Do naszego regionu może trafić ponad 42 mld zł

O szansach dla Polski i Lubelszczyzny po przyjęciu Krajowego Planu Odbudowy mówili w czwartek w lubelskim biurze poselskim Jarosława Gowina przy ul. Unickiej 3 Teresa Bogacka, prezes zarządu Okręgu Lublin „Porozumienia” , wiceprezes „Porozumienia” w Lublinie i były senator Andrzej Stanisławek oraz wicemarszałek województwa Zbigniew Wojciechowski. Anonsowanego na spotkaniu wicepremiera Jarosława Gowina nie było. Ostatecznie tego dnia wybrał się do Opola na konferencję programową dotyczącą polityki zagranicznej

Ponad 42 miliardy złotych dla regionu, w tym blisko 7 miliardów dla Lublina oraz 1,5 miliarda dla Świdnika i powiatu świdnickiego – to wsparcie, na które możemy liczyć w ramach przyjętego przez Sejm Krajowego Planu Odbudowy. Takie kwoty, mówiąc o szansach dla Polski i Lubelszczyzny po przyjęciu KPO zaprezentował w czwartek lubelski zarząd „Porozumienia Jarosława Gowina”.


W latach 2021-2027 nasz kraj ma otrzymać dodatkowo z unijnej kasy aż 770 miliardów złotych. Ile z tej puli trafi do poszczególnych regionów, w tym na Lubelszczyznę? Pieniądze mają być dzielone w przeliczeniu na mieszkańca i według liczby osób zamieszkujących dany powiat.

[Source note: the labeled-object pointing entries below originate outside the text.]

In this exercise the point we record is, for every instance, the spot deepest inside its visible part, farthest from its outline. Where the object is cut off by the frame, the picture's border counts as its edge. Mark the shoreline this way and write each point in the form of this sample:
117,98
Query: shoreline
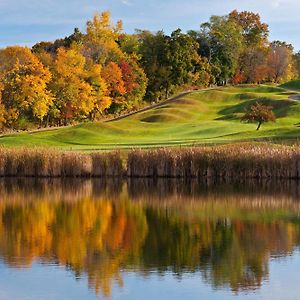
238,162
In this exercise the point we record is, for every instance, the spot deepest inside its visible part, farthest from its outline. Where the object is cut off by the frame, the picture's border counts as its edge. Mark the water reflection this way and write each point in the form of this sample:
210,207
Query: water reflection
99,229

– Do naszego regionu może trafić ponad 42 mld zł – mówi Teresa Bogacka, prezes zarządu Okręgu Lublin „Porozumienia”. – To ogromne wsparcie dla naszej gospodarki. Dzięki tym środkom łatwiej będziemy mogli poradzić  sobie z gospodarczymi skutkami pandemii. To nie tylko przemysł, ale również, co istotne dla naszego województwa, przemysł rolno-spożywczy, agroturystyka, specjalizacje i nowe technologie. Mamy bardzo dużo małych, drobnych przedsiębiorstw, czy też MŚP – dodała Teresa Bogacka.

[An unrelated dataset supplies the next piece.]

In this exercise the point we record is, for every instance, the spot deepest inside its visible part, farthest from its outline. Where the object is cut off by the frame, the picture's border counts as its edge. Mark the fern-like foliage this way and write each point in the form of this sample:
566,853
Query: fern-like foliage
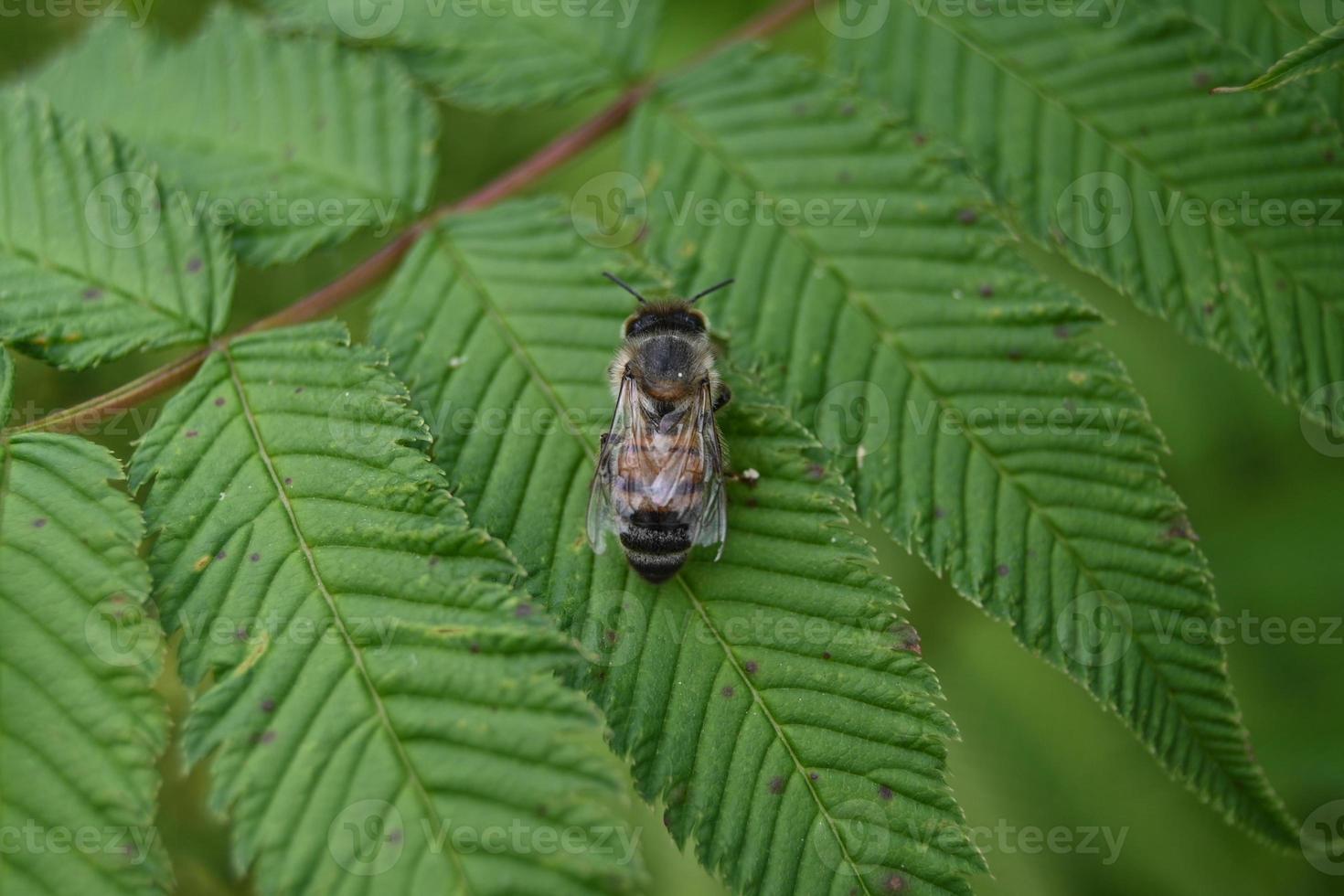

Z prostych wyliczeń zaprezentowanych przez „Porozumienia Jarosława Gowina” wynika, że blisko 340-tysięczny Lublin otrzymałby prawie 7 miliardów wsparcia (dokładnie 6 816 467 000), a zamieszkujący 71 840 osób  Świdnik i powiat świdnicki  ponad 1,44 mld.

Środki przekazywane mają być w różnego rodzaju programach, projektach, inwestycjach.

Lokalne samorządy miałyby decydować o rozdysponowaniu 30% puli.